В конце апреля донеслись до станицы зловещие слухи: сбросили наших с Карпат, и много казацких голов легло при отступлении. У Тужилина два сына были убиты, пропал без вести Федотка Фомичев, Иван Юшкин – тоже, убит Алехарка Горасин, погиб Бунтишкин внук Лука, убит урядник Чирков. Неутешным криком огласились станичные улицы, от причитаний оседала горькая муть на душе, и нигде не находила места Марина: ни от Антона, ни от Пашутки не было ни одной весточки...

Лишь после Троицы дошло письмо от Пашутки. Писал он, что с Карпат скатились. Звездочка сослужила службу, вынесла хозяина. Но не одного хозяина пришлось ей нести – садились и чужие, у кого коней подбили. Много нужды и труда пришлось хлебнуть...

Были слезы и причитания над этим письмом. Много слез, и личное переплелось с общим горем, безотчетно почувствованным, повисшим синей грозовой тучей над думой. И одно целение оставалось бабьему сердцу – этот речитативный напев, монотонная импровизация одинокого тоненького голоса, певучий размеренный рассказ с придыханиями и приговорами, изливающий жалобу и сетование Неведомому. Ровным плеском падал он в светлую, зеленую тишь станичного дня, завораживал слушателя безбрежной горечью своей, сцеплял болью сердце, туманил глаза слезой.

– И, милые мои казаченьки! – причитала Марина. – Лезли вы на Карпаты по сыпучим снегам, нужды видали сколько, холода, голода... А отседа согнали вас во единый скорый часочек, во минуту одну... И легли вы, мои сердечные, в зеленой долине, полили землю кровью алой за нас грешных, засеяли кудрявыми казацкими головушками... Легли, сердечные мои вьюноши, в расцвете силы, в разгаре красного лета...

С тех дней не улегалась тревога сердца, не переставали давить тяжелые сны. Каждый новый день приносил новую весть – и все страшную. Сорок человек потеряла станица в каких-нибудь три недели. И замирало у Марины сердце от страха, когда маленький Андрюшка, белобрысый мальчуган, почтальон-доброволец, разносил по дворам письма и когда она вместе с другими соседками бежала слушать, если письмо было из 20-го полка.

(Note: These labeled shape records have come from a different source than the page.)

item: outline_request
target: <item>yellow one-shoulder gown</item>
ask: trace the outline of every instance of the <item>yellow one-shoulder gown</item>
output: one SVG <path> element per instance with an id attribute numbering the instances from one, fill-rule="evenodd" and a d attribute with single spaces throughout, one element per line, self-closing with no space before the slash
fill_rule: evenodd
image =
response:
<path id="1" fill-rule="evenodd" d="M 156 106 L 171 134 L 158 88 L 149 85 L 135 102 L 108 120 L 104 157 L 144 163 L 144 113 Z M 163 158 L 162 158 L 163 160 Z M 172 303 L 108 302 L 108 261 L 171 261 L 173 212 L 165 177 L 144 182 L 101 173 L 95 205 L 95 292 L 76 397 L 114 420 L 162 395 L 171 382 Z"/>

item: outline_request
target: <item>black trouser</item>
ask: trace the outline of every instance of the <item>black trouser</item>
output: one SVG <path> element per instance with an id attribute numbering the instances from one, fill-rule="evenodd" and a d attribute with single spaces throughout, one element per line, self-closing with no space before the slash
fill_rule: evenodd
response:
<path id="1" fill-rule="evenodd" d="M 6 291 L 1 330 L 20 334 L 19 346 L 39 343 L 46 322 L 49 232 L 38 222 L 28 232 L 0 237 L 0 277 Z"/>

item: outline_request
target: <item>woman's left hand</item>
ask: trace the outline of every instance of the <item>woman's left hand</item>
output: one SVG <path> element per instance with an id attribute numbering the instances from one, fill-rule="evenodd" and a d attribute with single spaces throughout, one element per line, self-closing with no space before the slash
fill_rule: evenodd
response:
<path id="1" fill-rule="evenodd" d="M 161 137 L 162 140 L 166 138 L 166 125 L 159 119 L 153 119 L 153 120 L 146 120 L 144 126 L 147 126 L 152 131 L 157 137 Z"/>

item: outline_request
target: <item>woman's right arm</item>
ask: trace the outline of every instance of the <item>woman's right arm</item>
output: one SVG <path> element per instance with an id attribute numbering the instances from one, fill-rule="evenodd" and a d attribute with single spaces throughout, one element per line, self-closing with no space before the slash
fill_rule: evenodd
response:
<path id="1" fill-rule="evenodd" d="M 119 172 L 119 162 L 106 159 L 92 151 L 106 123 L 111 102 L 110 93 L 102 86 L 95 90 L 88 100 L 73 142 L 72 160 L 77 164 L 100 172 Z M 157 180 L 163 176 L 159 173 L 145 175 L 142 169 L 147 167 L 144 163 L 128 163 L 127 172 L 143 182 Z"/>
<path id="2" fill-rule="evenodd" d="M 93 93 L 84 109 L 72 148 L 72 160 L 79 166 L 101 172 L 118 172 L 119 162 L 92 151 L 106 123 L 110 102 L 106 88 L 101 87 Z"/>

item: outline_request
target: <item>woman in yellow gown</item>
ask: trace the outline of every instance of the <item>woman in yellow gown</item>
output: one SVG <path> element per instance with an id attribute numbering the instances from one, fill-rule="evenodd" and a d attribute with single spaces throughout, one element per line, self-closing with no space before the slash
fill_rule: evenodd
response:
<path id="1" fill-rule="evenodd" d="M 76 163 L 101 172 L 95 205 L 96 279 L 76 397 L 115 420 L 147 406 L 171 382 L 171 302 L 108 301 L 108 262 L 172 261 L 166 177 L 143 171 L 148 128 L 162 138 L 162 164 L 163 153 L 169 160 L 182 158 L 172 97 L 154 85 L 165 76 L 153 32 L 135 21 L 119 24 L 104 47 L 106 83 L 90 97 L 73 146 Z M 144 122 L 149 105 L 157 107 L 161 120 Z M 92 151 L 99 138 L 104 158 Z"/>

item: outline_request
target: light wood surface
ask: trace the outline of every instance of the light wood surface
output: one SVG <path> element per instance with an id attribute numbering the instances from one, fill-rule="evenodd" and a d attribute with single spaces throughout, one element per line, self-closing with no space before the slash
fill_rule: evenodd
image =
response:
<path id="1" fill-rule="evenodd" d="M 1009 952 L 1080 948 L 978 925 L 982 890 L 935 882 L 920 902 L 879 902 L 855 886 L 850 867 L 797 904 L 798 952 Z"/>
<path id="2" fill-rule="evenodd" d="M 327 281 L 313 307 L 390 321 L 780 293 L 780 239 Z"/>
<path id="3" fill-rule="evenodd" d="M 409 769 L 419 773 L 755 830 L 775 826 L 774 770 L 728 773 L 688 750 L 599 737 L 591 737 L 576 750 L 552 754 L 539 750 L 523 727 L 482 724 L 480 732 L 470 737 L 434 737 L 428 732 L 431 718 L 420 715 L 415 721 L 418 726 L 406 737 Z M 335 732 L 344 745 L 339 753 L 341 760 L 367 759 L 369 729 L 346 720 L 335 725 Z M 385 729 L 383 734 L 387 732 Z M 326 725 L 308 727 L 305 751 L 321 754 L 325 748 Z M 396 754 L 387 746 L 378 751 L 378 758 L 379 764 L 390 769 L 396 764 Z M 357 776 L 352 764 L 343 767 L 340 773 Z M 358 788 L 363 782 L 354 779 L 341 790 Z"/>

Подошел покос. Трудный покос, изнурительный: тут дожди, тут трав понаросло столько, что и старики не запомнят, и рожь, как лес, – ничем не возьмешь – густа, высока. А рук – нету. Горе глядеть было на одиноких бабенок: одулись от слез – ни косы отбить некому, ни полом починить, шлея оборвалась – лоскутом от юбки надо связывать, колесо рассохлось – идти в люди, да разве каждый раз находишься? Иной человек отзовется, а другой и на смех подымет, ни во что поставит...

Марине за стариком было легко, но, на других глядя, наплакалась вдоволь...

...На Петров день разговелись, снохи ушли к почте – ждать писем, – по праздникам там всегда толпился народ, улица была. Марина прилегла на полу в горнице, закрывши ставни, чтобы мухи не одолевали, и заснула. Приснился ей Плес, озеро, у которого этой весной косили луг, станы над озером, арбы с палатками, дымки, тихий звон комариков. Снохи – Настя и Анисья – наловили бреднем рыбы и варили щербу, Агап раскидывал на кустах мокрый бредень – для просушки. Она, Марина, выложила на разостланный мешок ложки, нарезала хлеба, деревянную чашку поставила, и все думала о том, что надо бы домой – к ребятишкам, – одни ведь остались, – да щербы очень уж хотелось, так вкусно пахла щерба... Вдруг почувствовала: выпал у нее передний зуб. Попробовала пальцами – так и есть: выпал, белый да большой, словно бы и не ее зуб, у нее таких больших не было. И чудно выпал – без боли, словно чужой. Подумала: раненько бы падать зубам в 43 года, да еще передним, – и загрустила. Щербы ждала, щербатая стала, – мелькнуло в мыслях, – вот и будут люди смеяться. А ведь вовсе как будто недавно была молодая и веселая, и песенница, круглолицая, с ласковыми голубыми глазами, – а вот уж бабка и беззубая. Украдкой, опасливо поглядела на снох, не смеются ли? нет, не смеются. Сидят – примолкли, на огоньки глядят, набродились – устали... Агап подошел, хотела сказать Марина: «Старик, а ведь у меня передний зуб выпал...» И вдруг страх, темный, непонятный, беспричинный, остановил ее сердце, перехватил дыхание... Трясущимися пальцами она стала вставлять зуб на старое место, по зуб опять и опять падал...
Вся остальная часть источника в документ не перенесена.